Foi aqui que parei de escrever. E então, decidi mudar meus métodos.
Até esse ponto, meus métodos eram, como posso dizer, semelhantes a simplesmente colocar trilhos de trem no chão. Funcionava bem para o que era, mas agora que estou aqui, há uma montanha à frente. Uma montanha íngreme demais para que se construa um caminho assim, de qualquer jeito. Portanto, decidi cavar um túnel através dela.
Se o conceito chamado precisão deve ser entendido como a mesma precisão que provas usadas em tribunal devem ter, o que estou escrevendo não busca precisão de forma alguma. Na verdade, o resultado da minha escrita é absolutamente impreciso. Meu objetivo é, em vez disso, fidelidade. Não à verdade, porém, mas a mim mesmo. No sentido de que é impreciso, estou contando uma mentira.
Mentiras, quando contadas, voltam para te morder. Isso é verdade. Ainda assim, as mentiras que conto aqui não vão me trair. Tanto as inúmeras mentiras escondidas, quanto as mentiras elaboradas que escrevi como túneis metafóricos para abrir caminho; todas são leais a mim.
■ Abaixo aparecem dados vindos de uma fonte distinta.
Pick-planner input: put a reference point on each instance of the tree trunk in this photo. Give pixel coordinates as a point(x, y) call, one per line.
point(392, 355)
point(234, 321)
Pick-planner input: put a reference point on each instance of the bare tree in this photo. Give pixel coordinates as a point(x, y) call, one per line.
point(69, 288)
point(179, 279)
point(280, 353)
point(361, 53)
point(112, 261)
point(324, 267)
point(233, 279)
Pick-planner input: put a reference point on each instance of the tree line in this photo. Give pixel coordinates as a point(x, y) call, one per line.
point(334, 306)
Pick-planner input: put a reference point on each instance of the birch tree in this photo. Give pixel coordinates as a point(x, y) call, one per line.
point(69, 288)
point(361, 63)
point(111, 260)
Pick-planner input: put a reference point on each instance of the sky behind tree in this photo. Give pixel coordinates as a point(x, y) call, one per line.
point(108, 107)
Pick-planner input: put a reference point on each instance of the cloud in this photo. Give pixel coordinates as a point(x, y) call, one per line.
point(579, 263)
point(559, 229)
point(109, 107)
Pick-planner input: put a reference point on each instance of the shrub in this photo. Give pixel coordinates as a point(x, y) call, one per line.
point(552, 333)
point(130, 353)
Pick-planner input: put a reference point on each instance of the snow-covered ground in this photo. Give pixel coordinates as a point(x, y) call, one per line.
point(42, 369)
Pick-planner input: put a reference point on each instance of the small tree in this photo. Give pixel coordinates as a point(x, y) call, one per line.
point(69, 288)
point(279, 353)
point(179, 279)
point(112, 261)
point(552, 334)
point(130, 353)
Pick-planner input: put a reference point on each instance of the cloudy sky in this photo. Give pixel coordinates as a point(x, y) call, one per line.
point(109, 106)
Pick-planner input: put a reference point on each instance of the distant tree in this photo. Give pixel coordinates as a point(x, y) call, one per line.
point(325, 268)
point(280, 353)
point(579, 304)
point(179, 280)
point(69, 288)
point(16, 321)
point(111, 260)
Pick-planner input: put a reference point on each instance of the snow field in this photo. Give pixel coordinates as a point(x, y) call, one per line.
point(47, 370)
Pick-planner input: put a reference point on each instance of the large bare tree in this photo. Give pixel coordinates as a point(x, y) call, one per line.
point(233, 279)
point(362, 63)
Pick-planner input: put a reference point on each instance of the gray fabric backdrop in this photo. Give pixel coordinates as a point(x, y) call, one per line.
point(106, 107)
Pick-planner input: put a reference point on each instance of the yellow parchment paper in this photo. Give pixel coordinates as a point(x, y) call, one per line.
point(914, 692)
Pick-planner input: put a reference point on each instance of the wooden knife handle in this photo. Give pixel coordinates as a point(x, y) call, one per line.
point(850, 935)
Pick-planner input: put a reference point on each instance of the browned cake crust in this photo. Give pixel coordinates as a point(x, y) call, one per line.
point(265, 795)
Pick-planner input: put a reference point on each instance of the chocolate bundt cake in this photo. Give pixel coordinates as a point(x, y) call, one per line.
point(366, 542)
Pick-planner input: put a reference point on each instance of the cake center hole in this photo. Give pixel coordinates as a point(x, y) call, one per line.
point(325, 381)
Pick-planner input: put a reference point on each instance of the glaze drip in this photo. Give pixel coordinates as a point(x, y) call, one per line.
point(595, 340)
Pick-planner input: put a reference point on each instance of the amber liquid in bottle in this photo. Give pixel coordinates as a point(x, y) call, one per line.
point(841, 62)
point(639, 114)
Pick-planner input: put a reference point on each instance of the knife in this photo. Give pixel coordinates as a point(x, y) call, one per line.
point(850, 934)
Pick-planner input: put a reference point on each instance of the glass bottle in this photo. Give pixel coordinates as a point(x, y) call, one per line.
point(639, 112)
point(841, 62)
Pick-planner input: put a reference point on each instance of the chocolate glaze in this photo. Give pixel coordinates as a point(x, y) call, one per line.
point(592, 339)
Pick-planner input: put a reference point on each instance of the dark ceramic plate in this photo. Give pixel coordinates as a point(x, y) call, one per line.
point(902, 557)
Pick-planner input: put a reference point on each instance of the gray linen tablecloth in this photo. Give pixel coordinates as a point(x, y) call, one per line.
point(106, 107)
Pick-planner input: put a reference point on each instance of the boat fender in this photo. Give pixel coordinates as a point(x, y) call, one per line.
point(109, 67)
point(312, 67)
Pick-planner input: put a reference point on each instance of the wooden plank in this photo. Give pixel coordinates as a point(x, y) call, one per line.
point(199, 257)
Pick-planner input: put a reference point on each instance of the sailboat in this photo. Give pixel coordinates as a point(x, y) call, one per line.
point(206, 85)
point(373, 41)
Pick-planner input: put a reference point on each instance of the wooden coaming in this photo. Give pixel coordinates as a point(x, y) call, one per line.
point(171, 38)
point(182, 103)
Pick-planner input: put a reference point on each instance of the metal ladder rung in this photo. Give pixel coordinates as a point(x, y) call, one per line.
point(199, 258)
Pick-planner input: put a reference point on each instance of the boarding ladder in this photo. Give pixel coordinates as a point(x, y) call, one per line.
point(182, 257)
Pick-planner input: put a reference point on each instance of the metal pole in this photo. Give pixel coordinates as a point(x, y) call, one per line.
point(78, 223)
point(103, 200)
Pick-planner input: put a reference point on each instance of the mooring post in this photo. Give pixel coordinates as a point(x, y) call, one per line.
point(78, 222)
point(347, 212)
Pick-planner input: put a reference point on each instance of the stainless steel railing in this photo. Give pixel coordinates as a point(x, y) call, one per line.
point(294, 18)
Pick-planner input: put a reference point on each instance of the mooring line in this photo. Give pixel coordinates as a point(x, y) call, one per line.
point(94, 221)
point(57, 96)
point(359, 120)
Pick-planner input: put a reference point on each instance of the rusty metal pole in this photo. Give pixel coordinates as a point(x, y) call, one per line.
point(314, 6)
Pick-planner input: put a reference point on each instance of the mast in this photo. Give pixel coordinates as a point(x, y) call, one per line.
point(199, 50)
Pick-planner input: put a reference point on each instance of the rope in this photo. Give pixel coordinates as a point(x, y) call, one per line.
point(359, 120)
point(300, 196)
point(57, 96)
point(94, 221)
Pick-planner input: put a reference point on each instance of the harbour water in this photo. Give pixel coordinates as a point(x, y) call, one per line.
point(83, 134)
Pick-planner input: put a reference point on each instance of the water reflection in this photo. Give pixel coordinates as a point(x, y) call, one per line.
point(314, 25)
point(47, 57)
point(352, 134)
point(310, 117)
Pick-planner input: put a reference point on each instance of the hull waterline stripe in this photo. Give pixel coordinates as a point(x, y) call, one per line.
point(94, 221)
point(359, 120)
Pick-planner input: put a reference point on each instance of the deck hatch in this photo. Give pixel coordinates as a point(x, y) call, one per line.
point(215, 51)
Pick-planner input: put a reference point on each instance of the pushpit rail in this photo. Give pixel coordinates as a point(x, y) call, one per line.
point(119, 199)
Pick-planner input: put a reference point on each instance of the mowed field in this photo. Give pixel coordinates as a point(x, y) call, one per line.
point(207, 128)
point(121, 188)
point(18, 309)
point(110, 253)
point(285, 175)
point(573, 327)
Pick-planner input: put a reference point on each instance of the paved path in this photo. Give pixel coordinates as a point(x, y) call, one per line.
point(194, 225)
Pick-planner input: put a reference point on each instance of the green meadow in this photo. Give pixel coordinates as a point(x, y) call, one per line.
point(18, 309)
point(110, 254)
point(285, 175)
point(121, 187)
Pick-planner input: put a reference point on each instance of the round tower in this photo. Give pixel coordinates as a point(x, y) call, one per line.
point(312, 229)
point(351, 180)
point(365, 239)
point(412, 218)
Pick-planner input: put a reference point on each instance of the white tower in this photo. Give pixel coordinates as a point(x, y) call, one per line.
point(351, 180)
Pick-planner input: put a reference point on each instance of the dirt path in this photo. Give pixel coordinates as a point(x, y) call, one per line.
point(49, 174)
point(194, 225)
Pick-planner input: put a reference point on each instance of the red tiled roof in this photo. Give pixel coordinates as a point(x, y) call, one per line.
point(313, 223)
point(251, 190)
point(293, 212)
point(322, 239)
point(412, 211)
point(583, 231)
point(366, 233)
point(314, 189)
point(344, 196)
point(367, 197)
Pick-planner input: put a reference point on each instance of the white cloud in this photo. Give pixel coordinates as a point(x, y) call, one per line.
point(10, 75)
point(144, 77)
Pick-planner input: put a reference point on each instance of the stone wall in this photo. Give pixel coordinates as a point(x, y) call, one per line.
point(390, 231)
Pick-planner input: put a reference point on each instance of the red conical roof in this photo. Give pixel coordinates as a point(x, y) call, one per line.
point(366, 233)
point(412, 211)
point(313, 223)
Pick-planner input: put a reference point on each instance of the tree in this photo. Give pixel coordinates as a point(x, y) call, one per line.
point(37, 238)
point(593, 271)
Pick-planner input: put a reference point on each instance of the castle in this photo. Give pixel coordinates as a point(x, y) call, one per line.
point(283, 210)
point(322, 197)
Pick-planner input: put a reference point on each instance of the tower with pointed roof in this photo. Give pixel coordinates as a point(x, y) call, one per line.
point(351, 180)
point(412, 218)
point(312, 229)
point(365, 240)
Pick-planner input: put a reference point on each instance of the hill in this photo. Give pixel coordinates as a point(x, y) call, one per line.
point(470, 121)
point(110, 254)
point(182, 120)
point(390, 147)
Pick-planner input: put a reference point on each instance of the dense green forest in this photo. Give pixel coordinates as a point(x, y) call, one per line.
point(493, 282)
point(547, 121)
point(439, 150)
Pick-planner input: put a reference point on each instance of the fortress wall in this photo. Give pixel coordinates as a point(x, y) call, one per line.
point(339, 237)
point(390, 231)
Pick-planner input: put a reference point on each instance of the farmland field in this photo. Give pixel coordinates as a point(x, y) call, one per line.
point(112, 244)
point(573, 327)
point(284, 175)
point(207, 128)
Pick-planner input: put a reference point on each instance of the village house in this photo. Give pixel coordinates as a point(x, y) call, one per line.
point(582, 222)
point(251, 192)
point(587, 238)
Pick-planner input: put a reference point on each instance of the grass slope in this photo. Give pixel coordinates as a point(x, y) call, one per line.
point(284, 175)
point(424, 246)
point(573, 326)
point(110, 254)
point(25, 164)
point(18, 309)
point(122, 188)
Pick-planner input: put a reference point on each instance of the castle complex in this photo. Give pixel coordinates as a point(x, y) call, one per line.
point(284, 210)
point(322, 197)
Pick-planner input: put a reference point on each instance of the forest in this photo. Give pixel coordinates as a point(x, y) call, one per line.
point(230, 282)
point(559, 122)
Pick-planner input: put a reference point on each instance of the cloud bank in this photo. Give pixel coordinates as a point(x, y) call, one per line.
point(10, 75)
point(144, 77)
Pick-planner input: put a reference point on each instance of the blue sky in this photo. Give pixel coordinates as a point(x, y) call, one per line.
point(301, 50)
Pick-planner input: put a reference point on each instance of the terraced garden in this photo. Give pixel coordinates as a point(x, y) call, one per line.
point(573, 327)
Pois bem, entremos no túnel. Neste túnel, eu me tornarei Hasegawa Yukari, o príncipe charmoso.
*
Olá, Junko. Faz tempo, não é?
É uma sensação estranha se reunir com você desta forma. Por que, antes que eu percebesse, eu não era mais humano. Você pode imaginar minha surpresa?
Eu não sou humano. Sou um estereótipo. Apenas um entre muitos na sua cabeça: um príncipe charmoso. Por enquanto, de qualquer forma. Tenho certeza de que, à medida que passarmos por este túnel, me transformarei em outra coisa. Junko, rezo para que você alcance esse ponto.
Isso é o suficiente para cumprimentos, receio. O assunto principal começa aqui.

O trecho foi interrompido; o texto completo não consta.